Efforts to get the streetscape work moving resulted from a request by Gainesville-based Main Street Landing developer Ken McGurn, who for years has also sought city financing to finish construction of the mixed-use project. McGurn did not attend Tuesday's meeting.
Funding for the streetscaping effort would come from Penny for Pasco sales tax revenue, City Manager John Schneiger said. The work on the public right-of-way would cost an estimated $132,905, plus another $16,305 for work on the private Main Street Landing property. Engineering costs are also estimated at $16,700, bringing the total tab to $165,910.
For the portion of the streetscaping on private property, the city would enter into a contract with McGurn outlining the exact scope of work and conditions for payment, including separate work orders for the public and private portions, a report by New Port Richey Development Director Lisa Fierce said.
The council's offer to fund these improvements is a monumental shift from years of acrimony between the city and McGurn, including a previous council's threats to sue the developer over inaction on the site.
Pitched in 2004, the Main Street Landing project was supposed to be a retail center and condo complex on the west bank of the Cotee River. But as financing fell through amid the real estate recession, the city's redevelopment launchpad project stalled indefinitely.
In the last year, however, McGurn has ramped up construction efforts, working to complete the shell of the building. In August, he renewed his plea for financial help from the city, saying he had spent $800,000 on the project as a show of good faith.
On Wednesday, McGurn told the Times he is in the process of buying the supplies to finish the exterior, but he did not have a timetable for its completion. He said he his dedicated to finishing it, and praised the council's decision on the streetscaping.
"The streetscape is a real positive step forward," McGurn said. "Everything is moving forward, but we're taking it one step at a time."
Mayor Bob Consalvo said Tuesday evening the city needed to do its part to keep progress going on the project.
"He's done a lot more than we have, I feel," Consalvo said of McGurn.
Council members also expressed hopes that the streetscape funding would spur McGurn to simultaneously finish the exterior construction and the roof, as well as installing windows and stucco.
Even once the outside work is done, final completion of the estimated $20 million project would still remain up in the air. Schneiger has said the city's financial woes would prevent it from providing any more funding, but tax incentives may be available to McGurn down the road.
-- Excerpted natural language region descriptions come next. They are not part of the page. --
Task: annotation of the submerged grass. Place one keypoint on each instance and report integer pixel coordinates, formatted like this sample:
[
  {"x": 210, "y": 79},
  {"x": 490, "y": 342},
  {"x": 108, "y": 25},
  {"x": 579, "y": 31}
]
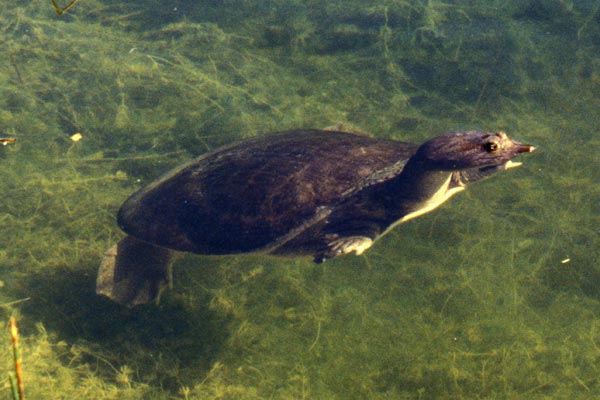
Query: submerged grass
[{"x": 493, "y": 297}]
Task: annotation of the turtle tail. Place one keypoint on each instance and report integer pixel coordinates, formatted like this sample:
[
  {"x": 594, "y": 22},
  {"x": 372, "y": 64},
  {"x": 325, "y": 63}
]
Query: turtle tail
[{"x": 134, "y": 272}]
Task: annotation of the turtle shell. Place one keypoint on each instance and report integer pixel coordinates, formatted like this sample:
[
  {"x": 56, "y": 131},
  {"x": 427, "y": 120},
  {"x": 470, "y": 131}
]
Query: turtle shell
[{"x": 248, "y": 196}]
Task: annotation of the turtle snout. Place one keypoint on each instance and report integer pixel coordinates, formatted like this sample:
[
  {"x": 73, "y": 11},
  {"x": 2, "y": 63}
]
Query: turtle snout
[{"x": 501, "y": 141}]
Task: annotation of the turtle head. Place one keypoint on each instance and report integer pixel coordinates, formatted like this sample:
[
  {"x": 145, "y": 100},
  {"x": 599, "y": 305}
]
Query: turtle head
[{"x": 473, "y": 149}]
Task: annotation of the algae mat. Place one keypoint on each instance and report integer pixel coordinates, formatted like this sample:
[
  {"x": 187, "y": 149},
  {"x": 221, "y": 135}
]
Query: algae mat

As the city and McGurn work toward finishing the shell and the streetscape work, they will also establish a site plan and development agreement for completing the rest of the project, Schneiger said after the meeting.
For now, just finishing the exterior work and doing the streetscaping will make for a much-improved entry into the city, Deputy Mayor Rob Marlowe said.
"That's been an eyesore for too many years," he said.